Mercer Wealth, which globally has $160 billion in AUM, plans to boost its AUM in the region to $2-$3bn in the next 2-3 years from the present $1bn, said Yasir AbuShaban, a Dubai-based principal with Mercer Wealth.

Within the next two to three years, we are looking at reaching $2 to $3 billion as a conservative estimate and we do see an opportunity to do so,” said Mr AbuShaban.

Mercer does not directly make investments, but allocates clients’ money they have discretion to, to professional asset managers. They also provide advice to clients.

“We have buying power. We can negotiate on their (client’s) behalf with asset managers to provide them lower fees than they otherwise would have to get on their own,” he added.

Mercer Wealth’s clients include sovereign wealth funds, family offices, and insurance companies among others.

From its office in Dubai, Mercer also looks after Africa, India and Turkey, where they also see opportunity for growth.

Wealth creation in Middle East and Africa (MEA) grew 8.5 per cent to $8.1 trillion last year from $7.5tn in 2015, higher than last year’s global average of 6 per cent and the second-highest growth in a region after Asia-Pacific which grew 9.9 per cent, according to consultancy Boston Consulting Group (BCG). In the region, where wealth grew just 1.9 per cent in 2015 compared with 2014, a pickup in oil prices has helped in wealth generation.

BCG is forecasting MEA wealth will rise to $12tn by 2021, growing at an annual average of 8 per cent.

Drivers of wealth generation in the region will be split evenly between new wealth creation and growth of performance of existing assets, according to BCG.

Another general trend in the region is clients’ looking for a comprehensive approach to investing, according to Mr AbuShaban.

“Institutional investors or some of the families are seeing a slowdown in the available capital they have to invest and in that sense they are looking at optimizing the way they manage their portfolios and making sure they are not investing haphazardly and different parts of their investment are working together,” said Mr AbuShaban.

Some clients also have a higher appetite for risk, given the low interest-rate environment that does not provide enough yield for some institutional investors. These clients are keen to invest in illiquid assets, such as private equity and infrastructure.
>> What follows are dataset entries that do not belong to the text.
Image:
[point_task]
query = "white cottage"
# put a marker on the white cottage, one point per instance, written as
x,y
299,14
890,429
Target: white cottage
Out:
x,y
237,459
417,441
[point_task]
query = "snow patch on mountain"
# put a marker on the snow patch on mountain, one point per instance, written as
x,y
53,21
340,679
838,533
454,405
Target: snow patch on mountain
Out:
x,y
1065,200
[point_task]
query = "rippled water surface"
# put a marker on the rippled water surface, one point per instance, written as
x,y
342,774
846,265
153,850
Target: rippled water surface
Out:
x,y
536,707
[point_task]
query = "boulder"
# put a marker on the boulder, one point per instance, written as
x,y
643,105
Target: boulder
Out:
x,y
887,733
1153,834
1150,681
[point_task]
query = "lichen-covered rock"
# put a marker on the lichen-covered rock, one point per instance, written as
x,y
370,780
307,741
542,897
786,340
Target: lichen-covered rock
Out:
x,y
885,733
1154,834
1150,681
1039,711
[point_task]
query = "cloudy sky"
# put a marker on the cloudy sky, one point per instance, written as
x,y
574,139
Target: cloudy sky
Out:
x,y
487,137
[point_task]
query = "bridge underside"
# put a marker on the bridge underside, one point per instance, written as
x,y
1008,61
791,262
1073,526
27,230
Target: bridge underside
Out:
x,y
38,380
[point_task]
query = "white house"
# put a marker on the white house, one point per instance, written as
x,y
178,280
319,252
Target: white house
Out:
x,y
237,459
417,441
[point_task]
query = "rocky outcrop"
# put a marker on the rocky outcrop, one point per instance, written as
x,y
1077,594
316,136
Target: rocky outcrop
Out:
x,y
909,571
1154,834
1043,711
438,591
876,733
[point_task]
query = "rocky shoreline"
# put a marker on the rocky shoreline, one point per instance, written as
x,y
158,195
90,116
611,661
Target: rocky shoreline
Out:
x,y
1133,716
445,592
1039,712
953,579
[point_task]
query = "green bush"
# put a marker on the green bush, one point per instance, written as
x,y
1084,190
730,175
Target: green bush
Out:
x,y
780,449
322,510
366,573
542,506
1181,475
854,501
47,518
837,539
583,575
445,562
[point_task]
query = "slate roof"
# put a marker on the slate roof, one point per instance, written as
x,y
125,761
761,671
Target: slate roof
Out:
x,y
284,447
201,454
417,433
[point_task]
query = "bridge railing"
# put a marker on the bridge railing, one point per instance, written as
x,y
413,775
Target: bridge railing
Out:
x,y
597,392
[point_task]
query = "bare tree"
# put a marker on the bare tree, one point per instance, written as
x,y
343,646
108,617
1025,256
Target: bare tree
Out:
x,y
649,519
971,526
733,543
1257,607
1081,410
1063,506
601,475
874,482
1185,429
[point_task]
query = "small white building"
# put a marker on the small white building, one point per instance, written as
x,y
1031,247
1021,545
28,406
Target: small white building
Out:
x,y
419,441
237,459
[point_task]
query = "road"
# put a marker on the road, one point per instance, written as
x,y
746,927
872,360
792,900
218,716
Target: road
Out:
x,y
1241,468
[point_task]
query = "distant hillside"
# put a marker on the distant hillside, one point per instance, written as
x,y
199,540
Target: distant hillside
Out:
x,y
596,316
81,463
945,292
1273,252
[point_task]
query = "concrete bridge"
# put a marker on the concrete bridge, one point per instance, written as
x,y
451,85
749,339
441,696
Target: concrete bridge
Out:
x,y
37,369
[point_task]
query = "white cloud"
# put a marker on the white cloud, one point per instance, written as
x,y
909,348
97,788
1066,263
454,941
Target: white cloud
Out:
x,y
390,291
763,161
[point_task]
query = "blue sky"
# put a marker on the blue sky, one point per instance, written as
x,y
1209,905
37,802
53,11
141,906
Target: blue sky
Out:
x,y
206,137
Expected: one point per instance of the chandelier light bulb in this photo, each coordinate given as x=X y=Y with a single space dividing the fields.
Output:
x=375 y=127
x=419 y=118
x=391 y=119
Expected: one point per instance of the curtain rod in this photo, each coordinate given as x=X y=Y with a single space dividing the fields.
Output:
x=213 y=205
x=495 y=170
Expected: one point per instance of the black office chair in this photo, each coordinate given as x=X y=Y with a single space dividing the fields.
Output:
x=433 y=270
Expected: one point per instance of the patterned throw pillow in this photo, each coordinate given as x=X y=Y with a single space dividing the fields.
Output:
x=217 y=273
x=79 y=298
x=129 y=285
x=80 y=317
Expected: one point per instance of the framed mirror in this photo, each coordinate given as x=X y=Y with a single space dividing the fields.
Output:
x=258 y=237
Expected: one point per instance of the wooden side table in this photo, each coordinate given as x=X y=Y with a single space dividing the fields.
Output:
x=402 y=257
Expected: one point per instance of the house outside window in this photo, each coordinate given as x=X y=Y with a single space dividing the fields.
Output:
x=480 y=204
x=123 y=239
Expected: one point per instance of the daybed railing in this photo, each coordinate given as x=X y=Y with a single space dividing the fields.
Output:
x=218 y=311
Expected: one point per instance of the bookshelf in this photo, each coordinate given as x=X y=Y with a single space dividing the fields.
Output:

“What we have seen is a desire for higher returns in what has been a low-return environment specifically in various fixed income or bonds,” he said.

“In this environment, we have seen a de facto increase in the risk that clients are taking in things like illiquid investments, private equity investments, infrastructure and private debt, those kind of investments were higher illiquidity results in incrementally higher returns.”

The Abu Dhabi Investment Authority, one of the largest sovereign wealth funds, said in its 2016 report that has gradually increased its exposure in direct private equity and private credit transactions, mainly in Asian markets and especially in China and India. The authority’s private equity department focused on structured equities owing to “their defensive characteristics.”